Presumably if an OEM license is bought
with a HDD (as per your example) then the license is only
good with that HDD in the system... a bit of a grey area
there, since most other hardware is not necessarily a
singular foundation like a motherboard.


I don't think so: go to
http://www.scan.co.uk/Products/Produ...oductID=134166 and
read the red text, which is copied he

--transcript start--

PLEASE NOTE : To qualify for this licensing you need to purchase either
a system, or a non-peripheral computer hardware component (which will be
an integral part of the computer system which the OEM software will be
installed) such as a motherboard, graphics card, hard disk, processor,
keyboard, mouse.

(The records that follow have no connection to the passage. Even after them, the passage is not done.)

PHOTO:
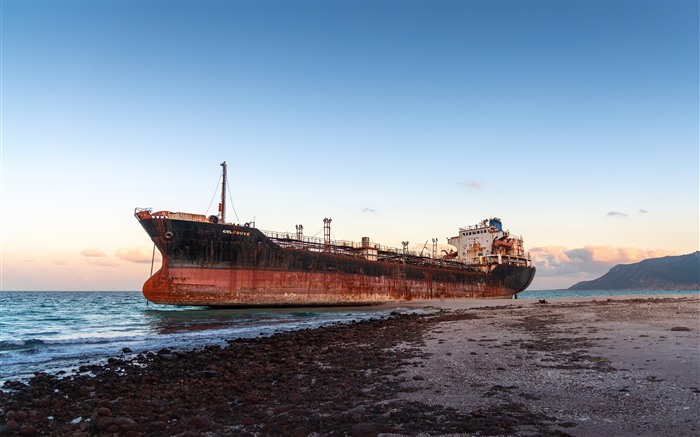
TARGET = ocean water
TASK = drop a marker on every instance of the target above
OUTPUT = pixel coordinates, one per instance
(56, 332)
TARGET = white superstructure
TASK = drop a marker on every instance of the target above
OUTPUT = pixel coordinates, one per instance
(486, 244)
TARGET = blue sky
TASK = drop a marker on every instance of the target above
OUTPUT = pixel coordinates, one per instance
(575, 122)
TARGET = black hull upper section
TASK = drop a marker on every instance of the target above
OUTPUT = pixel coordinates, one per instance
(221, 259)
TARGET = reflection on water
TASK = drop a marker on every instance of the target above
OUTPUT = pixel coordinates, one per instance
(169, 321)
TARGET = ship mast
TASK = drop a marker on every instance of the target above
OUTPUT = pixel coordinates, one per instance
(222, 205)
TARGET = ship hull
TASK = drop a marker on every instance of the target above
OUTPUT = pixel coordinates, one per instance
(229, 265)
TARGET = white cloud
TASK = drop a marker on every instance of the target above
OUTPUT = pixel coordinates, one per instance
(471, 184)
(136, 254)
(93, 253)
(587, 262)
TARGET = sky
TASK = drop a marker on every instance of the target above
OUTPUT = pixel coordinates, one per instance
(575, 122)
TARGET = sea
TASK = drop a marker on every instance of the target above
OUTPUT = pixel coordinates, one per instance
(57, 332)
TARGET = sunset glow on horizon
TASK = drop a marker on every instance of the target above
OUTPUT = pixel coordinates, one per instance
(576, 123)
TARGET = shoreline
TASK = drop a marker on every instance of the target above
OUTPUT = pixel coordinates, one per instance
(572, 366)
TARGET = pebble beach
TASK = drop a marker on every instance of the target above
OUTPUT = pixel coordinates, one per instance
(579, 366)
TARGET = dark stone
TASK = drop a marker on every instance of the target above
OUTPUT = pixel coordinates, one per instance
(366, 430)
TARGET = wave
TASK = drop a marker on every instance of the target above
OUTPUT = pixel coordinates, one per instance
(18, 345)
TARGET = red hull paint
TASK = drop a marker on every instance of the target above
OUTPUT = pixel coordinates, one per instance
(252, 287)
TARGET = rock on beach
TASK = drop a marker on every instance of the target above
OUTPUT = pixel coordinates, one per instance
(571, 367)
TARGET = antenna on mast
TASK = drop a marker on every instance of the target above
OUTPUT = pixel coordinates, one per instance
(222, 205)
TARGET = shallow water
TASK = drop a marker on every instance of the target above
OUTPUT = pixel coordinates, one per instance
(56, 331)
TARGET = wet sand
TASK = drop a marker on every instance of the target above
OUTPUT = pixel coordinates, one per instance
(582, 367)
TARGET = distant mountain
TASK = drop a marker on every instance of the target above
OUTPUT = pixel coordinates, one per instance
(667, 273)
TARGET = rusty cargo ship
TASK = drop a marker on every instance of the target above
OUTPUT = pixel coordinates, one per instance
(207, 261)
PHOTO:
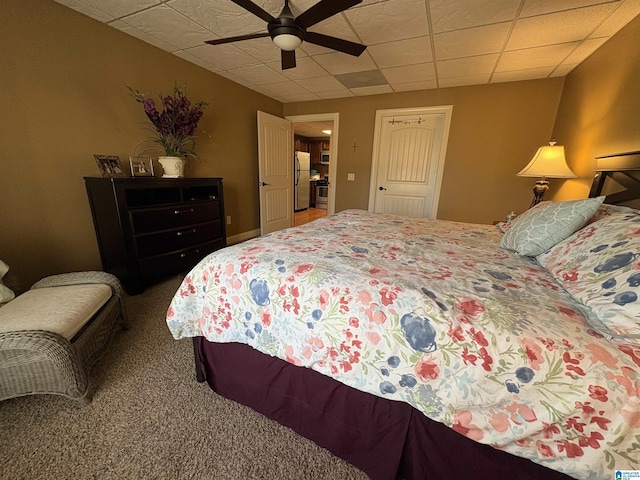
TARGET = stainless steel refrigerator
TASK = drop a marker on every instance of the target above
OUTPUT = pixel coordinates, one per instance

At the SAME time as the Operating System.

--transcript end--

To tie in this license to any particular component would mean having an
immense array of CDs specific to every motherboard, CPU, keyboard,
mouse, HDD, graphics card and whatever that they sell.

It is not locked in, as the booting HDD used in my current system
(Seagate 200GB SATA) is not the same as the one used in my previous one
(Seagate 60GB IDE/ATA). I can remove the 60 and it will boot with no
complaints.


In short, I still stick by my theory that an OEM Windoze bought by you
in a shop along with key parts is not locked to that hardware.

I don't agree that an OEM license bundled with an assembled PC is
technically for that PC only; instead you ought be free to move that
license around to any computer that you own (since what you have is a
windows license, period, not a windows license for a particular
machine). Unless it says on the product documentation or terms of sale
that the WinXP included is specific to that particular machine and is
not to be moved around. If you can show me where it says that then you
have indisputable proof for your side.